5). Furthermore, Kaplan–Meier analysis revealed that 11 of the mRNAs regulated by H19 are negatively correlated with the OS of CRC patients (Additional file
4).
We found that, in addition to H19, some other lncRNAs or pseudogenes in the present ceRNA network were also associated with OS or other important prognostic parameters. For example, lncRNA KCNQ1OT1 and the pseudogene RPLP0P2 predictors of poor survival in CRC. KCNQ1OT1 has been reported to associated with progression and metastasis of various cancers. Aberration of KCNQ1OT1 transcription was common in CRC. KCNQ1OT1 has been shown to mediate the growth of hepatocellular carcinoma by functioning as a ceRNA of miR-504 [
24] and also to regulate proliferation and cisplatin resistance in tongue cancer via miR-211-5p-mediated Ezrin/Fak/Src signaling [
25]. However, little is known about the function of the pseudogene RPLP0P2. By interacting with 15 miRNAs, RPLP0P2 regulates the expression of 50 mRNAs in the post-transcriptional level (Tables
1,
2). KEGG pathway enrichment analysis showed that these 50 mRNAs were enriched in the PI3K–Akt signaling pathway (FDR = 0.003) and pathways in cancer (FDR = 0.011). Thus, our results suggest that, similar to H19, RPLP0P2 may be an important oncogene and needs to be further studied.

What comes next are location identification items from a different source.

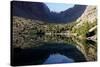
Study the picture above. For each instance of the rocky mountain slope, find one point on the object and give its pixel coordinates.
(39, 11)
(87, 21)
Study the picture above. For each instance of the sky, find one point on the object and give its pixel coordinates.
(58, 7)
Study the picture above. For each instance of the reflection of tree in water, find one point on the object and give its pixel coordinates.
(42, 46)
(88, 47)
(38, 55)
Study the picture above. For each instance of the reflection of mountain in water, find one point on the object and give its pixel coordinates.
(39, 55)
(70, 51)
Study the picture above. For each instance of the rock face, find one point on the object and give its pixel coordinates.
(89, 15)
(39, 11)
(30, 10)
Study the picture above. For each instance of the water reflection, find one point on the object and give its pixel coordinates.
(55, 49)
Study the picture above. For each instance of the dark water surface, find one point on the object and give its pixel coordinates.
(55, 49)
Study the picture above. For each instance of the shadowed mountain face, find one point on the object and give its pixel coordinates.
(39, 11)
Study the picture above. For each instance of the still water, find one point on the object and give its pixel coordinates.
(55, 49)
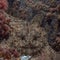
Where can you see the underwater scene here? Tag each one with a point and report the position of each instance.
(29, 29)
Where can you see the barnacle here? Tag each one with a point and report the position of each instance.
(7, 53)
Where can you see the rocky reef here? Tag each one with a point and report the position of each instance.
(32, 28)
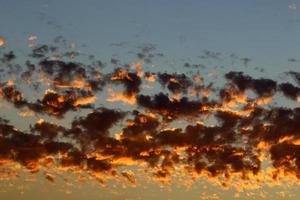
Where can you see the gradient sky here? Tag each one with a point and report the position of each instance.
(265, 31)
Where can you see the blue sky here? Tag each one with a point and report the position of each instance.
(266, 31)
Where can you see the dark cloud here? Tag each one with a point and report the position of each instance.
(223, 134)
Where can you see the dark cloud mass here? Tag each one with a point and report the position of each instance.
(222, 134)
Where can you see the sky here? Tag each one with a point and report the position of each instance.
(149, 99)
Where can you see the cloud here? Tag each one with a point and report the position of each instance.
(222, 135)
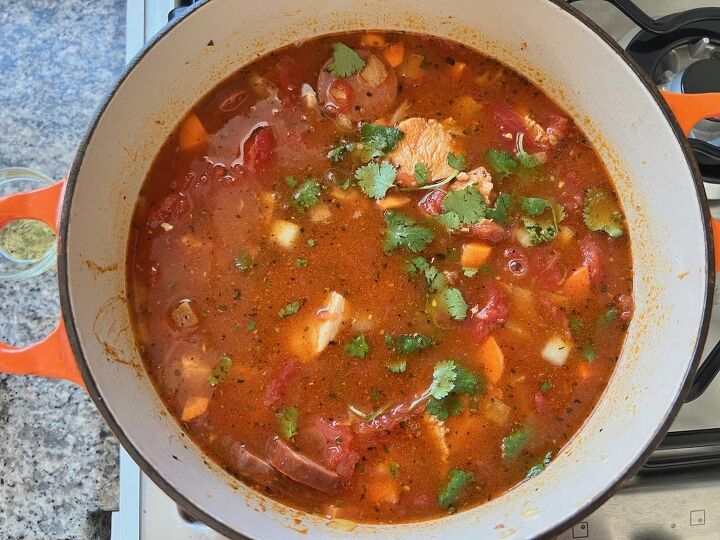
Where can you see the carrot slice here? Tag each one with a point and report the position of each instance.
(457, 69)
(372, 40)
(192, 133)
(492, 359)
(577, 285)
(475, 254)
(395, 53)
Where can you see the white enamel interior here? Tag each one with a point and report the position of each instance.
(588, 79)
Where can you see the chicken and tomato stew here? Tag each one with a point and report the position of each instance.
(379, 276)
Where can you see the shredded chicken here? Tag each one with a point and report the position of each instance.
(479, 178)
(428, 142)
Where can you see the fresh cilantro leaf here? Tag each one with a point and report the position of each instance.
(608, 317)
(398, 367)
(287, 420)
(402, 231)
(534, 206)
(457, 161)
(539, 467)
(456, 305)
(499, 214)
(375, 179)
(220, 372)
(243, 263)
(466, 381)
(539, 232)
(528, 161)
(290, 309)
(379, 140)
(358, 347)
(501, 162)
(421, 174)
(450, 219)
(346, 62)
(444, 376)
(457, 481)
(589, 353)
(601, 212)
(442, 409)
(410, 343)
(513, 444)
(468, 204)
(307, 194)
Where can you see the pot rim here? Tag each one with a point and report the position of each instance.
(174, 493)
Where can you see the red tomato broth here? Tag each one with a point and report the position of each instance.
(196, 215)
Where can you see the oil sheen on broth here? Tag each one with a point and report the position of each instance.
(379, 277)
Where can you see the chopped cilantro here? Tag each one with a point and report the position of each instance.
(534, 206)
(442, 409)
(540, 466)
(346, 62)
(358, 347)
(421, 174)
(457, 481)
(410, 343)
(307, 194)
(375, 179)
(444, 376)
(398, 367)
(379, 140)
(287, 420)
(403, 232)
(513, 444)
(243, 263)
(290, 309)
(457, 161)
(501, 162)
(608, 317)
(468, 204)
(456, 305)
(499, 214)
(220, 372)
(601, 212)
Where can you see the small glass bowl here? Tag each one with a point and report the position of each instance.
(19, 238)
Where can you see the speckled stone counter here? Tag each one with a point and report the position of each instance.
(58, 459)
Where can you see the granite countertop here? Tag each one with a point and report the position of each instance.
(58, 459)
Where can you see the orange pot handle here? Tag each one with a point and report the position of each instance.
(52, 356)
(689, 109)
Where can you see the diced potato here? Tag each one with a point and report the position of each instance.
(194, 407)
(284, 233)
(319, 213)
(184, 315)
(393, 201)
(475, 254)
(556, 350)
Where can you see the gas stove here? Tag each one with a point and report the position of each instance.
(677, 494)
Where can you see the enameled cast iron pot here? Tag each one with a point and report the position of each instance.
(578, 65)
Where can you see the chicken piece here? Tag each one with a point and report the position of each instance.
(479, 178)
(428, 142)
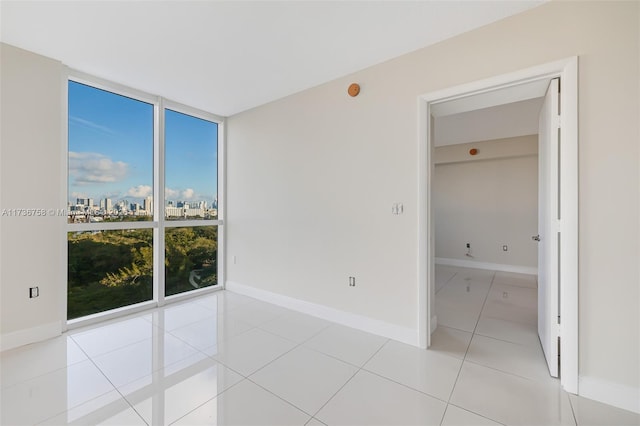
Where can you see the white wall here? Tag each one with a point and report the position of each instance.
(32, 247)
(488, 200)
(311, 177)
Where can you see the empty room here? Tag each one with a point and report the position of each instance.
(320, 212)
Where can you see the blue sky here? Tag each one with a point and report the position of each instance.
(111, 150)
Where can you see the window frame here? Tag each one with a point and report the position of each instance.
(158, 222)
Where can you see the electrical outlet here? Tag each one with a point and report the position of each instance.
(34, 292)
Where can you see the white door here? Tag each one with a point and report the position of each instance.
(548, 226)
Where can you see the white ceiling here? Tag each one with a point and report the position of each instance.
(230, 56)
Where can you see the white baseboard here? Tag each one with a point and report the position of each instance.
(434, 323)
(464, 263)
(30, 335)
(621, 396)
(360, 322)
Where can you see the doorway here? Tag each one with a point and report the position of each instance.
(497, 91)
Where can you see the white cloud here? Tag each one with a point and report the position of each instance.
(171, 193)
(91, 125)
(140, 191)
(188, 194)
(92, 167)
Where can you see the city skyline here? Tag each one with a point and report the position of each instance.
(111, 150)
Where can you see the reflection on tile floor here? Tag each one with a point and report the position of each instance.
(227, 359)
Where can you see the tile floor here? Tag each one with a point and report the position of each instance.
(228, 359)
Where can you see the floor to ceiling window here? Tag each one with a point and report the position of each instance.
(143, 207)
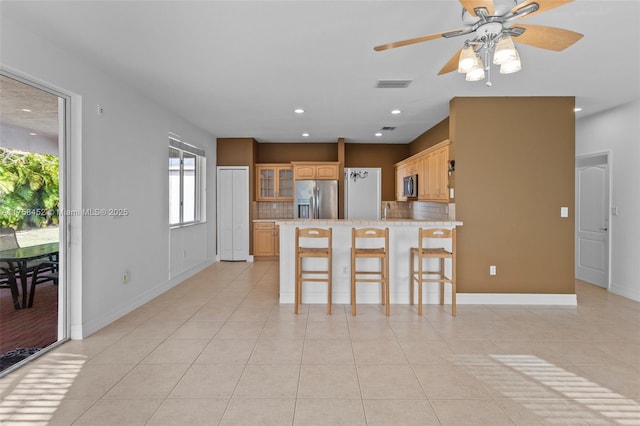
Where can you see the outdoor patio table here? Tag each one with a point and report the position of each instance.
(19, 258)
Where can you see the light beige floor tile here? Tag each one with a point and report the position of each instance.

A recent study has indicated that lncRNA interactions with miRNA and mRNA—such as H19, MALAT1, and KCNQ1OT1, HULC, and HOTAIR—could be potential diagnostic and prognostic biomarkers in cancer [
26‐
28]. Some of these key lncRNAs were also found in the present ceRNA network. Since RPLP0P2, H19, and KCNQ1OT1 are associated with survival, they may serve as potential prognostic biomarkers for CRC.
This study has certain limitations. First, analysis of the ceRNA network was based on a bioinformatics algorithm using TCGA and published CLIP-seq data; no further experimental validation was performed. Several novel lncRNAs and pseudogenes with clinical significance in CRC need to be explored further to clarify the underlying molecular mechanism. Second, current research methods and theoretical systems of ceRNA are far from perfect. Research on lncRNA and pseudogenes is still developing, and many aspects need to be improved. Further experimental studies are needed to improve our understanding of the functional role of ncRNAs in CRC.